Village in Norfolk, England

Oulton is a village and civil parish in Norfolk, England. Nearby towns are Reepham and Aylsham. The parish covers an area of 10.58 km2 and had a population of 196 in 74 households at the 2001 census, reducing slightly to a population of 193 in 81 households at the 2011 census. The village is dispersed with one area of settlement in the vicinity of the church of Saints Peter and Paul, and another area along Oulton Street to the east.

==History==
The parish formed part of the hundred of South Erpingham, and used to be spelled variously, including Olton (short for the "Old Town") or Owlton — the place is still pronounced as per the latter by some locals today.

==Notable buildings==
Oulton Hall is a grade II listed building, parts of the privately owned hall date back to the 18th century. In the spring of 2015, the hall was extensively damaged by fire. The grounds of the hall are occasionally opened to the public for the National Gardens Scheme charity.

In addition to the historic parish church, St Peter and St Paul's, there is also the grade II-star listed Oulton Chapel, which following restoration is now open to the public on certain days.
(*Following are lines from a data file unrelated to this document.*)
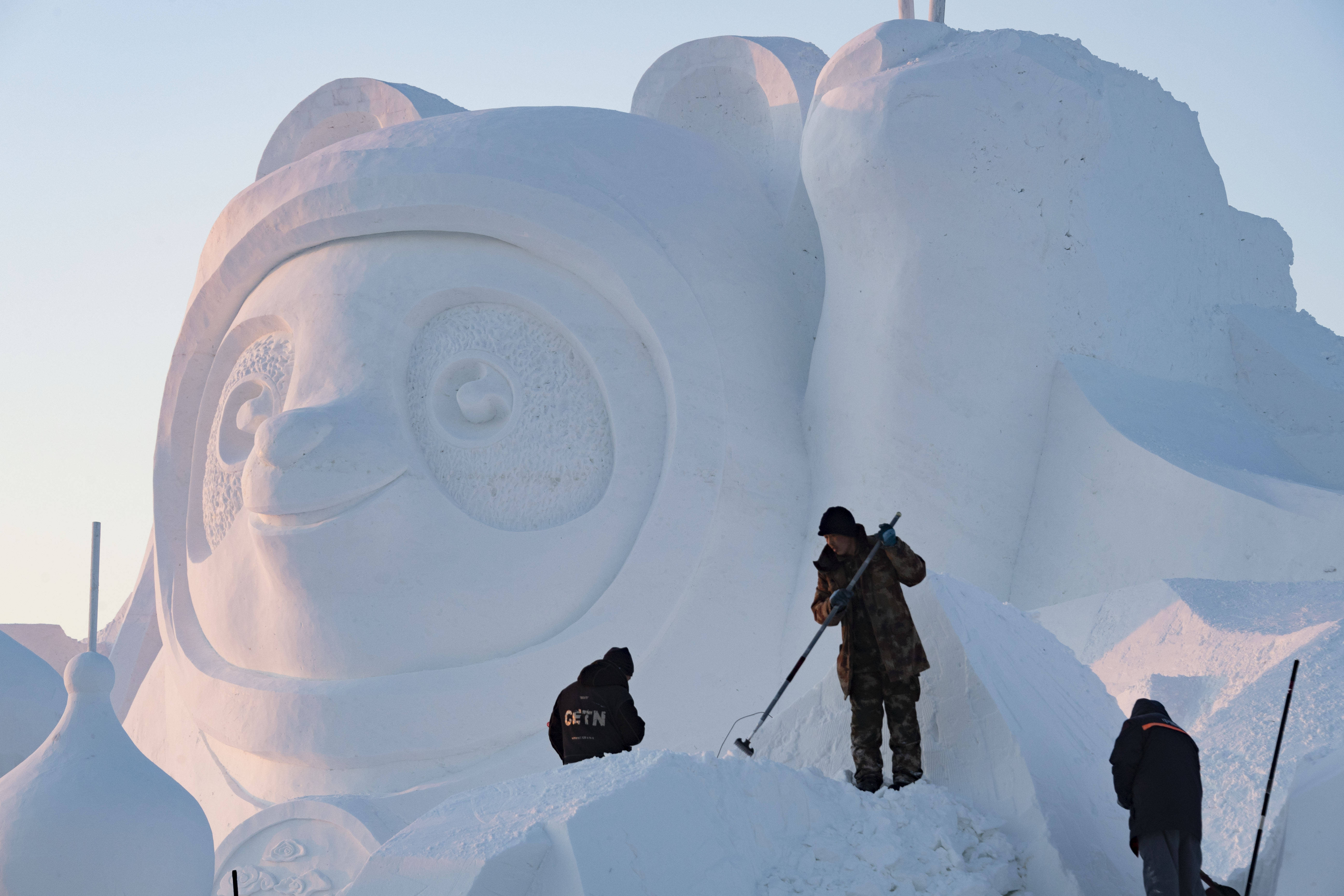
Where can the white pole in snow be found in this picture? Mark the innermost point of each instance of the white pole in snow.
(93, 590)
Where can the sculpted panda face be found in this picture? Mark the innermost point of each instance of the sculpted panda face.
(424, 451)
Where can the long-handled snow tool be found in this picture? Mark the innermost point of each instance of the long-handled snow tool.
(1273, 766)
(839, 601)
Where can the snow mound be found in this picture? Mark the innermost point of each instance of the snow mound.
(666, 823)
(1219, 655)
(31, 699)
(1011, 723)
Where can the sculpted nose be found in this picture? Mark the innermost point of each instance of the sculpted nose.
(287, 437)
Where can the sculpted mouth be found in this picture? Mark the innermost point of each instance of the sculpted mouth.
(322, 515)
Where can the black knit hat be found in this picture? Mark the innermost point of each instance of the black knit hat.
(838, 522)
(623, 660)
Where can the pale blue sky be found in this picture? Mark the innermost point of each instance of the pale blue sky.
(132, 124)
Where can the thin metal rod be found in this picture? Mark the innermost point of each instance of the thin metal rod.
(93, 589)
(820, 632)
(1269, 788)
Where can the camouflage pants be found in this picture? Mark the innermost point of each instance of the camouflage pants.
(870, 694)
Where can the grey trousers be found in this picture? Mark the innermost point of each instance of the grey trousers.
(1171, 864)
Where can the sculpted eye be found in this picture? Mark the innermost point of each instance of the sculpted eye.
(510, 416)
(255, 392)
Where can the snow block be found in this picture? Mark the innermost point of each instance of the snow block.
(663, 823)
(1011, 723)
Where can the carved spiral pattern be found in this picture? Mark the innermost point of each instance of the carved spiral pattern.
(510, 417)
(267, 363)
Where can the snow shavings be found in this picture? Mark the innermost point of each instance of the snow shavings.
(918, 840)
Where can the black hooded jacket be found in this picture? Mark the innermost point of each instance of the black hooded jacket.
(596, 715)
(1156, 769)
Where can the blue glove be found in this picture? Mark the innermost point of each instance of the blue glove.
(888, 535)
(840, 600)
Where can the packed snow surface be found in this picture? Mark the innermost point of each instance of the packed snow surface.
(1218, 655)
(665, 823)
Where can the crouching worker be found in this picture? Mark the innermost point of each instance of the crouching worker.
(596, 715)
(1156, 772)
(881, 653)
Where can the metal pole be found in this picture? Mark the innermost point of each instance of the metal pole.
(1269, 788)
(93, 590)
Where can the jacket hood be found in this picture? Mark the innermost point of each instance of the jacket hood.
(1144, 707)
(604, 673)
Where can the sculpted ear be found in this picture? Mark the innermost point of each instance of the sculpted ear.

The Textile Conservation Studio of the National Trust, a satellite of their nearby Blickling Hall estate, is located on Oulton Street.

==Irmingland==
The hamlet of Irmingland is located in the civil parish of Oulton. This was in medieval times a small village, which had its own parish church — St Andrew's — which closed in 1557 and what little remains has been ploughed over. Whilst its parish united with Oulton's, its rectory united with that of Heydon, a village to the southwest.

'Irmingland's' name origin is uncertain
'Land of Eorma's people' or perhaps, 'land connected with Eorma'.